Trabeculectomy surgery alone and phacoemulsification alone help in opening ACA, but maximized effect is noticed if both are combined together. In one Meta-analysis study[50] phacotrabeculectomy had better IOP control than did either phacoemulsification or trabeculectomy alone. This was in agreement with our results. However, in the Meta-analysis there was insignificant change in ACD and ACA following phacotrabeculectomy which was in contrast to our results.

Scrutinizing our results revealed that, Pentacam could be a useful tool for evaluating the anterior chamber in both qualitative and quantitative aspects with the advantages of being objective, easy in handling, attained with a speedy, non-contact method.

The current study has some limitations as the retrospective design and the short duration of follow up. Also, the measurements of peripheral ACD, iris thickness, and lens thickness were not included. However, up to our vast knowledge, this is the first study comparing the four lines of treatment of the PACG using Pentacam. Large number of included participants may add to the relevance of the results.

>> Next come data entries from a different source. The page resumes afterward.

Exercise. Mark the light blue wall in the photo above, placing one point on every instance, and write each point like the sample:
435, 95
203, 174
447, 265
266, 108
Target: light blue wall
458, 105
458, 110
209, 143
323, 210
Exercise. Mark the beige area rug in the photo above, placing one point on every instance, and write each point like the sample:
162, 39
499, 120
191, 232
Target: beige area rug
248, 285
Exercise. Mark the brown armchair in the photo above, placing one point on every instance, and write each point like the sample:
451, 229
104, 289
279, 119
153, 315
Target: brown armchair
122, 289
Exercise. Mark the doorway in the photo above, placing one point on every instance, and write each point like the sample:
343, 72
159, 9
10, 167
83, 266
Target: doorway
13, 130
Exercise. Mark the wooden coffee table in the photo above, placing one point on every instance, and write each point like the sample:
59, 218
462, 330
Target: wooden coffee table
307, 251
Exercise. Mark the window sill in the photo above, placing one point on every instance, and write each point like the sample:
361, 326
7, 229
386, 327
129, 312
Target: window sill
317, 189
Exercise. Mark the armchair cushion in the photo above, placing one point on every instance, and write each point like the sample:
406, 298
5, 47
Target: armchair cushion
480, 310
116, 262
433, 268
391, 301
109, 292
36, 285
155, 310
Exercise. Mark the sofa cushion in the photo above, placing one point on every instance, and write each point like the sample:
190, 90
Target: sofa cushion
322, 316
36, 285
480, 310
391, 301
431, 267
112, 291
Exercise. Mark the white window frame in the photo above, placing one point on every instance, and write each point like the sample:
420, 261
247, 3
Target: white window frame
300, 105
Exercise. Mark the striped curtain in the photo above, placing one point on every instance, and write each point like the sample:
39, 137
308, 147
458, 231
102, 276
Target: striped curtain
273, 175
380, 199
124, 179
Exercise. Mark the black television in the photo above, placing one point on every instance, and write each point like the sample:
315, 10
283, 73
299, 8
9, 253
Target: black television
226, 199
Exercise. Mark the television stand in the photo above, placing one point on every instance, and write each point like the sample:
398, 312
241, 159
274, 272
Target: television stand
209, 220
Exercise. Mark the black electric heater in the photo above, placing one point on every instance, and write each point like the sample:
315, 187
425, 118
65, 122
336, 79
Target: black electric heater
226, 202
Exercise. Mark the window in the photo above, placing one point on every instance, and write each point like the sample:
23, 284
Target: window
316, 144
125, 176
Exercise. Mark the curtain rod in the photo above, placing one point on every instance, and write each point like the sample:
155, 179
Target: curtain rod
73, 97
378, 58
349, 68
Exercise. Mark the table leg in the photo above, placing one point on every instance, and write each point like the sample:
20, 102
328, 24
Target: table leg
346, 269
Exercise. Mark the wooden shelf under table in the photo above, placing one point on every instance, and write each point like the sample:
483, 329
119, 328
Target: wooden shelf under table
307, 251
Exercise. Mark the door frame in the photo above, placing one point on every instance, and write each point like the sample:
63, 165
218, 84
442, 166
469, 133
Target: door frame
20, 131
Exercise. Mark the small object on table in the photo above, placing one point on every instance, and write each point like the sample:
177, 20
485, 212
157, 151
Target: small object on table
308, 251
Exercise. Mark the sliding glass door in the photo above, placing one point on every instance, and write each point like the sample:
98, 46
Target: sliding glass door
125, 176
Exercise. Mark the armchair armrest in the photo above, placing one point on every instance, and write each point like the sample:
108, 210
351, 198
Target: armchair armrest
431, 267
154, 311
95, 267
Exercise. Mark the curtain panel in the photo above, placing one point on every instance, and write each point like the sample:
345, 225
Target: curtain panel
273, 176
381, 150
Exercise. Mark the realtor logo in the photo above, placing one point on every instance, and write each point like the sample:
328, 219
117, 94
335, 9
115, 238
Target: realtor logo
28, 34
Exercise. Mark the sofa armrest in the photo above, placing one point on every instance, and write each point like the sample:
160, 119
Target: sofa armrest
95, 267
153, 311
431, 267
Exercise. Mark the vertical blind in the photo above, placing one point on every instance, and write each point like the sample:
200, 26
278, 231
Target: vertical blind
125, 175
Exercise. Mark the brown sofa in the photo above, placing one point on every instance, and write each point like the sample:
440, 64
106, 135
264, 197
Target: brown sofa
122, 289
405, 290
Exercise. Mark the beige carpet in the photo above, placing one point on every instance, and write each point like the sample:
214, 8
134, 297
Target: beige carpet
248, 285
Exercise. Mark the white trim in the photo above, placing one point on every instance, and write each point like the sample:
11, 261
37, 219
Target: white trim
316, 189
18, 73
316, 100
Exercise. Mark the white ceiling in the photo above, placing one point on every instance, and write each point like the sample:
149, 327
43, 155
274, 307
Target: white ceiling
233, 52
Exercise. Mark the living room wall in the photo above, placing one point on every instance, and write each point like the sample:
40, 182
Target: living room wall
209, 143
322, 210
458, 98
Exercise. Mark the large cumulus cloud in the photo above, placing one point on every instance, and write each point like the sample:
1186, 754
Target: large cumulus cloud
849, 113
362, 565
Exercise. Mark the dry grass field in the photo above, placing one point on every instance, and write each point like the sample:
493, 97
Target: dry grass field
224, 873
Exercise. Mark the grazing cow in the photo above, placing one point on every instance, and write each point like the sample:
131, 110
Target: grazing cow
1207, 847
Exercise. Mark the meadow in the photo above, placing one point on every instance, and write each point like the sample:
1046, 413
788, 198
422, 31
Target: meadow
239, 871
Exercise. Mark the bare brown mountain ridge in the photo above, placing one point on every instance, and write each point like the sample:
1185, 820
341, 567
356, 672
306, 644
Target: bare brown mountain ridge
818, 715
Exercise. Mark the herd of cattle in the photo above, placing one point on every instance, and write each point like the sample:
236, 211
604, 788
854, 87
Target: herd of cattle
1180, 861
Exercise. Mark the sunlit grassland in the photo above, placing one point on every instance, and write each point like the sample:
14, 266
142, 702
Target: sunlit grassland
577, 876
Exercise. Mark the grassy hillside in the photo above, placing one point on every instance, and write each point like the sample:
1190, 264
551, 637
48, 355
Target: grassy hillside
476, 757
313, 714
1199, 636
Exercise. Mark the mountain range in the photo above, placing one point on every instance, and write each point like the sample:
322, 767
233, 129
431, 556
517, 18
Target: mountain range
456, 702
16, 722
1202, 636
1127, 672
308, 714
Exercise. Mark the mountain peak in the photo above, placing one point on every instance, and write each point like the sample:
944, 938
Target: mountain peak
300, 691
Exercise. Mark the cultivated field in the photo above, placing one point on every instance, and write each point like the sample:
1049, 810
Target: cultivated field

In conclusion, Pentacam can be a helpful tool in studying and comparing the effect of the different lines of management of PACG on the anterior chamber measures. Phacotrabeculectomy was proved to be an effective line for managing PACG with resultant significant increase in the anterior chamber parameters, IOP reduction as well as maximum VA improvement. LPI has only temporary effect on IOP with significant changes in ACA and ACD. Phacoemuslification alone can be an option in treating PACG. Trabeculectomy resulted in temporary increase in the anterior chamber parameter which subsequently returned to baseline values.

Acknowledgments

Conflicts of Interest: Mokbel TH, None; Elhesy A, None; Alnagdy A, None; Elashri M, None; Eissa A, None; Gaafar WM, None; Hagras SM, None.